Film-Tipp des Tages: «Event Horizon - Am Rande des Universums»

Im Jahr 2040 verschwindet das Raumschiff Event Horizon spurlos. Als es Jahre später wieder auftaucht, macht sich ein Forschungsteam auf, das Wrack zu untersuchen. Sie finden nur noch die Leichenteile der Besatzung - und eine mysteriöse Macht, die sie in ein Spiel um Leben und Tod verwickelt.

Ein Mann im Astronautenanzug steht vor einer mysteriösen Kugel.

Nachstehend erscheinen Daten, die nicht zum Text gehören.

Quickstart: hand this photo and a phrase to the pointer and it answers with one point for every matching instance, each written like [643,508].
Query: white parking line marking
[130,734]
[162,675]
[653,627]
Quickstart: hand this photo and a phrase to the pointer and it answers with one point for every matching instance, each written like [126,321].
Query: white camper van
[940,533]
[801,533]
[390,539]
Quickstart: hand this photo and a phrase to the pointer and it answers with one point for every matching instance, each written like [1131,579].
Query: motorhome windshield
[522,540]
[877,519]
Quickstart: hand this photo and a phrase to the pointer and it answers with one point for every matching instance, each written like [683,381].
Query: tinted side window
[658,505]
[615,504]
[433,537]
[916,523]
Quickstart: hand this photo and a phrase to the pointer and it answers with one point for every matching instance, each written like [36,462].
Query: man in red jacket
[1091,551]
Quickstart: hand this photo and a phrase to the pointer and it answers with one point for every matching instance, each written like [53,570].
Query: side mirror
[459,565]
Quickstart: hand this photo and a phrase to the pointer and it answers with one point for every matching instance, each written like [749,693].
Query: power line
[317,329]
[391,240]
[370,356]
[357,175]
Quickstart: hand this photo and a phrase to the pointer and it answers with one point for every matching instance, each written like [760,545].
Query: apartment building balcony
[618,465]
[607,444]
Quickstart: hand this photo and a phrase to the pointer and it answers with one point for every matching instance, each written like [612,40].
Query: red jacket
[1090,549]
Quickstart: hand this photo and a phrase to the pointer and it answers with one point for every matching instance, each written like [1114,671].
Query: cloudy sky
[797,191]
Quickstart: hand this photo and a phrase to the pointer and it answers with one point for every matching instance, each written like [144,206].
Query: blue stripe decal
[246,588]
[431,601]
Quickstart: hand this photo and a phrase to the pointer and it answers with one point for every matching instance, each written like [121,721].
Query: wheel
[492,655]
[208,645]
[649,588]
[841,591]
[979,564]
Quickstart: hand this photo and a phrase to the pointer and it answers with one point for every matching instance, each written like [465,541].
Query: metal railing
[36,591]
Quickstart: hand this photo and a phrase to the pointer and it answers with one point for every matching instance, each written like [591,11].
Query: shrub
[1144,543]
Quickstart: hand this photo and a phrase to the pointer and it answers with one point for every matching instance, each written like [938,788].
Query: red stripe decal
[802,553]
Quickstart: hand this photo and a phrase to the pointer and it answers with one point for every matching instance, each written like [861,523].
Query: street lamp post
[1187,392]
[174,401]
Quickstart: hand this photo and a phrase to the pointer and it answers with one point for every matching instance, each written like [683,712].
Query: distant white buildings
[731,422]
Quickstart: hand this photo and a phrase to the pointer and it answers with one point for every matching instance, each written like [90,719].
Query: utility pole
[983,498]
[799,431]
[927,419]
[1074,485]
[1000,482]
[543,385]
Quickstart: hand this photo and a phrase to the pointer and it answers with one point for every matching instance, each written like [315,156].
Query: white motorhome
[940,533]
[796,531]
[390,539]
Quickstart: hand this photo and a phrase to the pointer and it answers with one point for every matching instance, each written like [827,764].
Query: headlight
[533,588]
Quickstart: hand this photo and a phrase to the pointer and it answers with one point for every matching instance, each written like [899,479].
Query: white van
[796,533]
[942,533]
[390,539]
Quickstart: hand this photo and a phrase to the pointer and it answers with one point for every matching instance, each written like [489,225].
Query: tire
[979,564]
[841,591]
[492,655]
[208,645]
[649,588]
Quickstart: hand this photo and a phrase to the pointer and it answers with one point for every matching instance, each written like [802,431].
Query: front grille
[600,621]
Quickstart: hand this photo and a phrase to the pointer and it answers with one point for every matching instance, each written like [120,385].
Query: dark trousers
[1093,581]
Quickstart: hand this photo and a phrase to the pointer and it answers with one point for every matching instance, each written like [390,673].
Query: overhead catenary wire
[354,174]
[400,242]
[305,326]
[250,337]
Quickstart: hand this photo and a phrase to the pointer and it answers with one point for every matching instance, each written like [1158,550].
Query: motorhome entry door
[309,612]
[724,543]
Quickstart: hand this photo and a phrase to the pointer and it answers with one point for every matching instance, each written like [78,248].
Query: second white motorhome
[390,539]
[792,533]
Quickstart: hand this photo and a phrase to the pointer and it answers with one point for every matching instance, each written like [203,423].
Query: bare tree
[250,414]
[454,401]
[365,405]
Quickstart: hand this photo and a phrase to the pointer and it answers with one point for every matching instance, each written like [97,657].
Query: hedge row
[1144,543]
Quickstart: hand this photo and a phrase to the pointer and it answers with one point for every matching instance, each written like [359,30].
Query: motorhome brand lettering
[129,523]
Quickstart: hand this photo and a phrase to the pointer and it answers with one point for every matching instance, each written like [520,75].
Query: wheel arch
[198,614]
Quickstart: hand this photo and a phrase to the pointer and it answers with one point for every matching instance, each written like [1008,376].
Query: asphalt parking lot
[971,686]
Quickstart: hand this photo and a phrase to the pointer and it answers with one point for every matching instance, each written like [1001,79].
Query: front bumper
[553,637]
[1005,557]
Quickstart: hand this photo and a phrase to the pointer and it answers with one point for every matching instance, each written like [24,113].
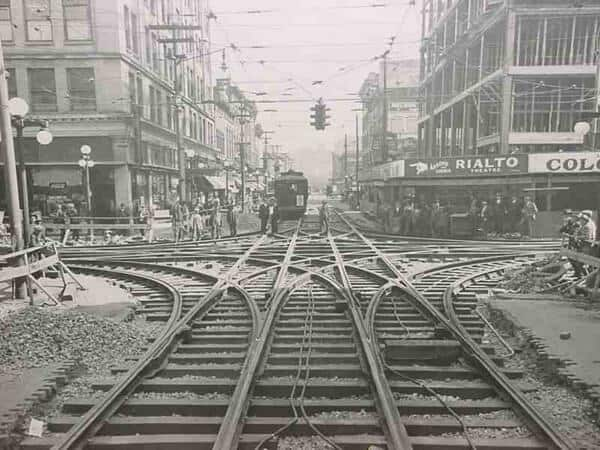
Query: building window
[132,94]
[126,21]
[77,20]
[135,41]
[82,89]
[42,87]
[5,21]
[159,107]
[140,94]
[11,79]
[169,112]
[152,103]
[37,20]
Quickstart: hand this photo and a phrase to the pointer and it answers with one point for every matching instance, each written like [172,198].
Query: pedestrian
[485,216]
[273,216]
[177,219]
[70,219]
[147,217]
[437,220]
[197,224]
[215,219]
[498,214]
[473,214]
[408,213]
[232,218]
[529,215]
[323,218]
[513,212]
[123,214]
[263,215]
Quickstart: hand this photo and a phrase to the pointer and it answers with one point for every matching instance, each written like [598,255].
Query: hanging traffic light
[319,116]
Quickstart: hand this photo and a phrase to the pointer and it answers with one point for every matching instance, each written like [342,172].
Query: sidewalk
[541,323]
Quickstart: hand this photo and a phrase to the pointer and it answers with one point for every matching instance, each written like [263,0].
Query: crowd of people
[495,216]
[579,234]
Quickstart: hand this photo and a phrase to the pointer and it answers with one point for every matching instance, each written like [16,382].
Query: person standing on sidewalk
[232,218]
[529,215]
[323,218]
[215,219]
[263,215]
[177,218]
[197,224]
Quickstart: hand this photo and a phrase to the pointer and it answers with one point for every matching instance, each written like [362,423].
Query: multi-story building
[104,74]
[501,76]
[402,80]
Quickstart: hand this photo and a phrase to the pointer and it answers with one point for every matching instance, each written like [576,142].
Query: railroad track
[350,340]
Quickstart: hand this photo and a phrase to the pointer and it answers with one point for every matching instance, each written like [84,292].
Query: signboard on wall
[569,162]
[467,166]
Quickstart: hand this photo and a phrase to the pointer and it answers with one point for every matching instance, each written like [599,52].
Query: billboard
[467,166]
[569,162]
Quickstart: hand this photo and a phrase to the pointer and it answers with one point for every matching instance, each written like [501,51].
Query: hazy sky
[301,42]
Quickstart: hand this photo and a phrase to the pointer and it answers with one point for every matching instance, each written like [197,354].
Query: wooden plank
[580,257]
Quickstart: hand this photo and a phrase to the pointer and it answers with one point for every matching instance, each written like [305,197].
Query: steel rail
[231,427]
[542,426]
[90,423]
[397,434]
[483,359]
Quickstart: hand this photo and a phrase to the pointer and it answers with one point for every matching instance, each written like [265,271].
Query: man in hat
[587,233]
[568,229]
[529,215]
[323,218]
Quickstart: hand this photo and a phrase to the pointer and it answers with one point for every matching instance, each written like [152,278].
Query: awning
[214,183]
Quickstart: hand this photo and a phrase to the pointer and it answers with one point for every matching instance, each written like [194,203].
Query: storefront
[555,181]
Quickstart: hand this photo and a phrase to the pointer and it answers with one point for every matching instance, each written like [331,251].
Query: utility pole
[10,173]
[384,149]
[346,163]
[356,174]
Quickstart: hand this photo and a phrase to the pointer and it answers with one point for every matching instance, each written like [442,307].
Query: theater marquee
[467,166]
[580,162]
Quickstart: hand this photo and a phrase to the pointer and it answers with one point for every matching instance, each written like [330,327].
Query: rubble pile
[35,337]
[539,277]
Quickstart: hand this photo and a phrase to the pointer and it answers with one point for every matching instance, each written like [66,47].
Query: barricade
[35,260]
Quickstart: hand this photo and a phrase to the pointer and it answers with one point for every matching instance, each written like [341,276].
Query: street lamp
[86,163]
[18,109]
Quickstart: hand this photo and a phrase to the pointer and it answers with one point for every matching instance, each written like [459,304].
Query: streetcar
[291,193]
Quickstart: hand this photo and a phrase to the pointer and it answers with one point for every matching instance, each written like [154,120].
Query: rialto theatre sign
[467,166]
[568,162]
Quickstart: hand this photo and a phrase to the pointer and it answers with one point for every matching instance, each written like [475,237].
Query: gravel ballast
[35,337]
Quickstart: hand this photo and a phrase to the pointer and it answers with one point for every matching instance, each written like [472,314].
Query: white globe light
[582,128]
[18,107]
[44,137]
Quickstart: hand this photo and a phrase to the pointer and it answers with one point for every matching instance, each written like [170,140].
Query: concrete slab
[545,320]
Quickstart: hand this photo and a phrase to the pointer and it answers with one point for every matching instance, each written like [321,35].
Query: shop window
[135,41]
[42,86]
[127,26]
[77,20]
[37,20]
[6,26]
[82,89]
[11,79]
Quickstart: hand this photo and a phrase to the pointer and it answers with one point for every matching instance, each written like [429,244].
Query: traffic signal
[319,116]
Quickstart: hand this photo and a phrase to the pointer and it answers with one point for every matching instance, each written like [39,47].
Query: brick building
[99,73]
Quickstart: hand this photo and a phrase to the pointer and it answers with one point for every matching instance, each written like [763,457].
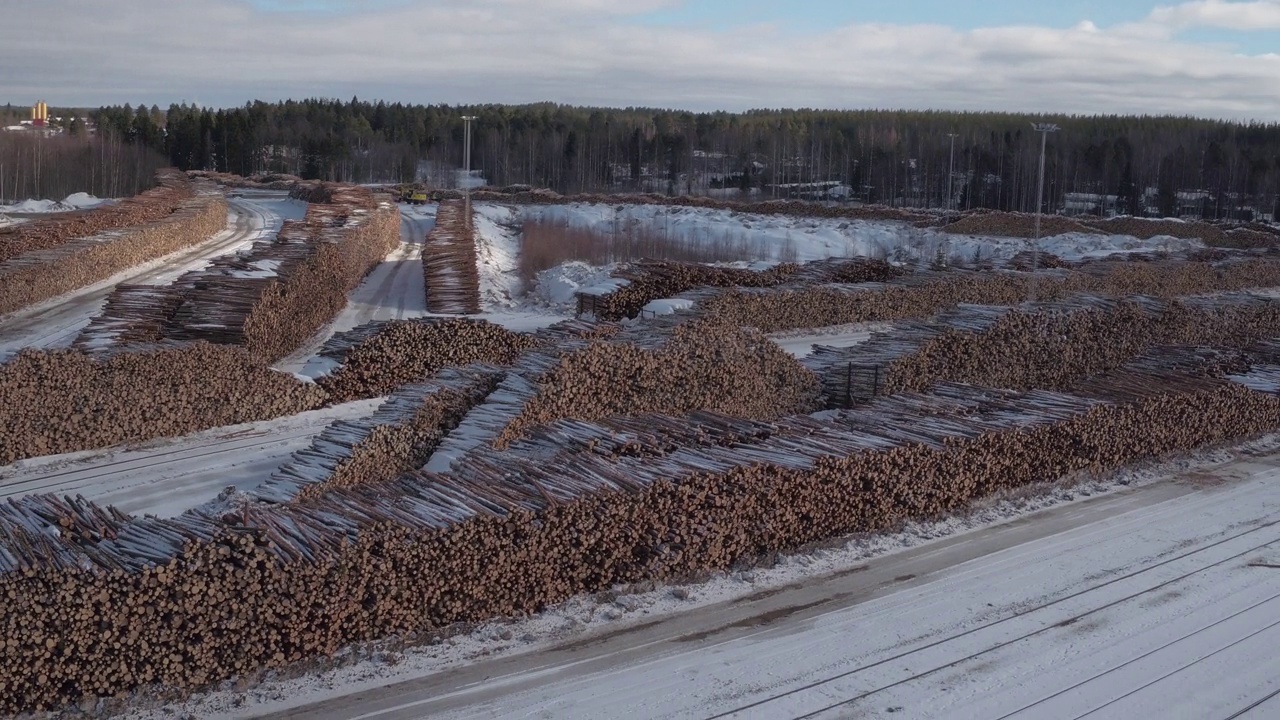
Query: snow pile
[74,201]
[560,286]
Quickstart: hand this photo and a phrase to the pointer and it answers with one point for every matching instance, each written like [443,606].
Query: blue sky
[808,16]
[1148,57]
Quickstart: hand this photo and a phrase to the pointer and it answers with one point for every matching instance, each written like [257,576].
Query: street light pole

Bildlegende: Lawrence Fishburne als Captain Miller, Joely Richardson als Navigator Starck. SRF/Paramount Pictures

Im Jahr 2040 startet das Raumschiff Event Horizon von der Erde, um die Grenzen des Sonnensystems zu erforschen. Noch bevor es das Ziel erreicht, verschwindet es hinter dem achten Planeten Neptun spurlos. Der mysteriöse Zwischenfall wird zur grössten Katastrophe seit dem Anbeginn der menschlichen Raumfahrt.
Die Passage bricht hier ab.